Order the book here: https://store.largerstory.com/products/connecting-healing-for-ourselves-and-our-relationships
5 Anchors of Awareness for Spiritual Direction
1. Intentionally listen to another, not to be helpful but seeking an opportunity to create space for the Spirit to do the deep work that only He can do. How arrogant is it to think that I can go deep without the Spirit’s help/input.
2. Listen with dependent hope, embracing the truth that only God’s Spirit can move this person towards experiencing God by expressing God.
3. Listen with curiosity, with theology-directed questions (related to the story) that release the other to wonder about themselves within categories of understanding.

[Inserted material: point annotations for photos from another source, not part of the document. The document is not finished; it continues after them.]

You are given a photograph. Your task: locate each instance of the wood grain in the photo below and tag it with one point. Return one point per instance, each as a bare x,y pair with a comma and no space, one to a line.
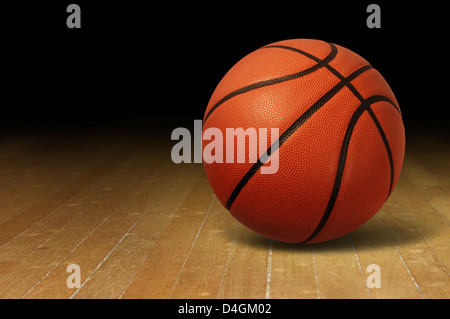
140,226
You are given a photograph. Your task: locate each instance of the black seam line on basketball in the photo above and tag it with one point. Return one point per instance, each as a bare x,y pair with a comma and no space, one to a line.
339,75
290,130
358,95
386,145
364,106
257,85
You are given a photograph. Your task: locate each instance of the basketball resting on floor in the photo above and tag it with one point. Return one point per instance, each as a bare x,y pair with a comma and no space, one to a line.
341,143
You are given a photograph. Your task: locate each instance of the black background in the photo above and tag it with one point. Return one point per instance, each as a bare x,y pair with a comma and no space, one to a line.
160,62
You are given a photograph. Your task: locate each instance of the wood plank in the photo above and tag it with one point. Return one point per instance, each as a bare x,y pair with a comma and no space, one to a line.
211,248
159,273
246,273
20,222
293,272
108,194
112,254
374,245
339,274
422,237
436,195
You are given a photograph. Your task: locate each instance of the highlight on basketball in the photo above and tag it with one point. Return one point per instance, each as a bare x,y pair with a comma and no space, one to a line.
224,159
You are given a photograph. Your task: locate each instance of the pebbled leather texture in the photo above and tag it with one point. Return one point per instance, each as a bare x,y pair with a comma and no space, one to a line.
291,205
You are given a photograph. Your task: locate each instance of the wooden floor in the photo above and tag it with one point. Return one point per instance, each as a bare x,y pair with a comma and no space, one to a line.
140,226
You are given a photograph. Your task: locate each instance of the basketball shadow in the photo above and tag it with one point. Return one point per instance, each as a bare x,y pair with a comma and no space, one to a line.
373,235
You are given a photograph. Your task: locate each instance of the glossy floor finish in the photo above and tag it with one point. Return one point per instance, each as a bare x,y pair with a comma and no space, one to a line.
139,226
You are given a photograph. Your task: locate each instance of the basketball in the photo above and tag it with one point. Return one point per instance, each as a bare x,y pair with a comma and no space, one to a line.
331,122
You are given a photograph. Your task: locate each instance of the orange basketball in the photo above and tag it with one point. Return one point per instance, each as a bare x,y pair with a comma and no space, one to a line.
340,147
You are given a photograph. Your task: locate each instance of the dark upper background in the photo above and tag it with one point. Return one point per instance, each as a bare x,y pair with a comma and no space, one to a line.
161,62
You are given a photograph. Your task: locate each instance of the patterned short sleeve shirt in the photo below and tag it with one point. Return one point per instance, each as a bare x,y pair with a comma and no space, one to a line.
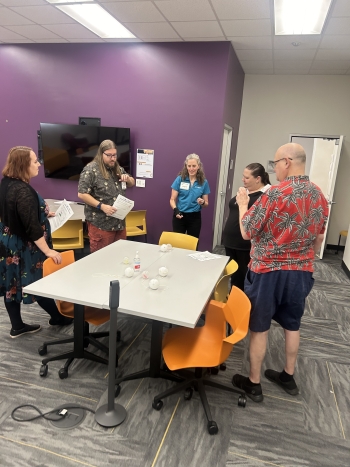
283,225
103,190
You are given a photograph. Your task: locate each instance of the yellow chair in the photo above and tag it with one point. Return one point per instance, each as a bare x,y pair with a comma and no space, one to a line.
179,240
91,315
221,289
342,233
69,236
135,223
204,347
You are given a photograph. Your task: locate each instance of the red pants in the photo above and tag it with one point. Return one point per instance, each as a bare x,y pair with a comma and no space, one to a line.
101,238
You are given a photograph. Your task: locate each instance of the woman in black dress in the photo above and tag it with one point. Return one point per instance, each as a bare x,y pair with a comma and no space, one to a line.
256,181
25,240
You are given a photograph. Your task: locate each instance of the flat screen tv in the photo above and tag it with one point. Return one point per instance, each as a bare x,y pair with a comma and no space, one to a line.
66,149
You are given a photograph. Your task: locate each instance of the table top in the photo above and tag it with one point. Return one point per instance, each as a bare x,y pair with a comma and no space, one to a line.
180,298
78,209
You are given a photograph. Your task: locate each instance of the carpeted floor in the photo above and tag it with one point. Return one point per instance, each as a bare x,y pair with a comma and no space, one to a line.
311,429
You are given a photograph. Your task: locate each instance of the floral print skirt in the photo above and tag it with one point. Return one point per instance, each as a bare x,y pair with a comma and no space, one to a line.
21,263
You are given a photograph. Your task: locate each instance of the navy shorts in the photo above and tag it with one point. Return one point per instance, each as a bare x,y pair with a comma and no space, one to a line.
277,295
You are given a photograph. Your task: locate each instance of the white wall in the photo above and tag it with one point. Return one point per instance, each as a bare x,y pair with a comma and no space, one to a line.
276,106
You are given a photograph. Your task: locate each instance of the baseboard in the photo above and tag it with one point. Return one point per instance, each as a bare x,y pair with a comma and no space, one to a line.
345,269
335,247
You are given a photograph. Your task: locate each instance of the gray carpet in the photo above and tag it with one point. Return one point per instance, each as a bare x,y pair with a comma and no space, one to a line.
311,429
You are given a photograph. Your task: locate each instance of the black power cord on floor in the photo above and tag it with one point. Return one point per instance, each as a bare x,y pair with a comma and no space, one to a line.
59,412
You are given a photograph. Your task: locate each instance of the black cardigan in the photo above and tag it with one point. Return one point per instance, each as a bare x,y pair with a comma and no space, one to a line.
19,209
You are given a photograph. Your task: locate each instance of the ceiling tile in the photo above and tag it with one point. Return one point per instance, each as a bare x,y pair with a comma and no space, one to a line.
254,54
33,32
258,42
305,42
245,27
330,64
327,72
11,18
152,30
294,54
341,8
338,26
43,14
134,12
256,64
242,9
71,31
198,29
335,42
332,54
292,64
185,10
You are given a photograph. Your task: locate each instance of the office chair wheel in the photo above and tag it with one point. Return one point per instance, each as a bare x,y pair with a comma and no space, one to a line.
157,405
43,370
188,394
42,350
212,428
63,373
242,401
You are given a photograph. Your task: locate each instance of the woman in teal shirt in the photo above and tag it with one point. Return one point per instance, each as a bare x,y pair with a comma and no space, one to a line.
189,195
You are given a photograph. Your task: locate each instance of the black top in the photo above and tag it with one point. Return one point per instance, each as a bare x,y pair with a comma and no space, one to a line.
231,236
19,209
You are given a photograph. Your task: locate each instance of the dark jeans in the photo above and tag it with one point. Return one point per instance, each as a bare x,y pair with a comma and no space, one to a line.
190,224
242,258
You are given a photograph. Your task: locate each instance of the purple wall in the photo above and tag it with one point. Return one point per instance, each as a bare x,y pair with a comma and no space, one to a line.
171,95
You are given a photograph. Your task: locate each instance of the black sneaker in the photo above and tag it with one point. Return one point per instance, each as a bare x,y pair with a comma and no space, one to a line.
290,387
254,392
62,321
28,328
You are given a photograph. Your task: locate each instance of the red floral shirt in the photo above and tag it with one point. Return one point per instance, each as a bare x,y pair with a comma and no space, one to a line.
283,225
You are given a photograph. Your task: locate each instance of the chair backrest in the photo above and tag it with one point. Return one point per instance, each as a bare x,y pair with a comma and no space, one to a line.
70,235
136,219
237,313
221,288
179,240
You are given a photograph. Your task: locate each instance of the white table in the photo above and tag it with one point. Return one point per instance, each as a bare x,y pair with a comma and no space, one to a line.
180,299
78,209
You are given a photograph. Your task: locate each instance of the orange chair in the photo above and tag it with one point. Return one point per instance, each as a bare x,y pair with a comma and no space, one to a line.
204,347
91,315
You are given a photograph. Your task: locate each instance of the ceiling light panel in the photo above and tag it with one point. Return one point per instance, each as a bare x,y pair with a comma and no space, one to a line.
300,16
98,20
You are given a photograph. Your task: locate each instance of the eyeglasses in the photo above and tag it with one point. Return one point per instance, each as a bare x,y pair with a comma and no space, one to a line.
111,156
282,159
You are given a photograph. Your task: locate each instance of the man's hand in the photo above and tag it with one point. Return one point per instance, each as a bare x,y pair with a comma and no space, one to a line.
242,198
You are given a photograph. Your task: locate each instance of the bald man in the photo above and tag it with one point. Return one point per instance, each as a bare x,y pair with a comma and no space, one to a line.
286,227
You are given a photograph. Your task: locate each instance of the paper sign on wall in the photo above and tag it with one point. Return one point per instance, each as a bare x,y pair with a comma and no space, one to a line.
144,163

4. Listen for an opportunity to wonder together about a vision of how the other person could relate with another person’s spiritual well-being in mind. When someone starts seeing that, the knot in the soul is loosening into tangled threads. Those tangled threads open the mind and soul to new directions, to consider directions never considered before.
5. Listen for the faint music in the person’s soul that releases the rhythm of the new heart. When you hear the music, you try to put words to the music.
If they say: “This will be hard,” you may want to ask: “Can we add a comma there, and see if there’s something else? Can it be hard and hopeful, or hard and something else?”
But you need to prepare them that it’ll get tough. The narrow road narrows. Put words to the pull of the Spirit, and anticipate the obstacles.